SelfReflect: Can LLMs Communicate Their Internal Answer Distribution?

This paper proposes SelfReflect — an information-theoretic distance metric that measures the discrepancy between an LLM's self-reported uncertainty summary and its true internal answer distribution. The study finds that modern LLMs are broadly incapable of autonomously reflecting their internal uncertainty, but that faithful uncertainty summaries can be generated by sampling multiple outputs and feeding them back into the context.

Synthesising Counterfactual Explanations via Label-Conditional Gaussian Mixture Variational Autoencoders

This paper proposes L-GMVAE (Label-Conditional Gaussian Mixture VAE) and the LAPACE algorithm. By learning multiple Gaussian cluster centers per class in the latent space and performing linear interpolation from the input's latent representation to the target class center, the method generates path-based counterfactual explanations while guaranteeing validity, plausibility, diversity, and perfect robustness to input perturbations.
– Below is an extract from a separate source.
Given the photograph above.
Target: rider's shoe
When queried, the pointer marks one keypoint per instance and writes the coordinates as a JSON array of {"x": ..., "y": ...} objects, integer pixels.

Validating Interpretability in siRNA Efficacy Prediction: A Perturbation-Based, Dataset-Aware Protocol

This paper proposes a standardized perturbation-based saliency faithfulness validation protocol for siRNA efficacy prediction, serving as a "pre-synthesis checkpoint" to assess the reliability of saliency maps. The authors further introduce BioPrior, a biologically informed regularization method to improve saliency faithfulness. Results show that 19/20 fold-dataset instances pass the validation, while cross-dataset transfer reveals two distinct failure modes.